Angoricity and compactivity describe the jamming transition in soft particulate matter

TL;DR

This paper explores how concepts from equilibrium statistical mechanics, specifically angoricity and compactivity, can describe the jamming transition in soft particulate matter by comparing dynamic configurations with ensemble averages.

Contribution

It demonstrates the applicability of the volume-stress ensemble to out-of-equilibrium jammed systems and clarifies the thermodynamic nature of the jamming transition.

Findings

Agreement between dynamic and ensemble configurations suggests ergodicity.

Absence of critical fluctuations indicates a non-critical jamming transition.

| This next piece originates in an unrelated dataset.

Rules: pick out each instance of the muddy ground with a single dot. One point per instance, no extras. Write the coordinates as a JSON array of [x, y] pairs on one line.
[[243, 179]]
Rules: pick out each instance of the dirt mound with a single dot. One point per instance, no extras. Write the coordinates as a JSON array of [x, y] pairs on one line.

Calculations of entropy, pressure, and force distributions reveal scaling laws near jamming.

Abstract

The application of concepts from equilibrium statistical mechanics to out-of-equilibrium systems has a long history of describing diverse systems ranging from glasses to granular materials. For dissipative jammed systems-- particulate grains or droplets-- a key concept is to replace the energy ensemble describing conservative systems by the volume-stress ensemble. Here, we test the applicability of the volume-stress ensemble to describe the jamming transition by comparing the jammed configurations obtained by dynamics with those averaged over the ensemble as a probe of ergodicity. Agreement between both methods suggests the idea of "thermalization" at a given angoricity and compactivity. We elucidate the thermodynamic order of the jamming transition by showing the absence of critical fluctuations in static observables like pressure and volume. The approach allows to calculate observables such as the entropy, volume, pressure, coordination number and distribution of forces to characterize the scaling laws near the jamming transition from a statistical mechanics viewpoint.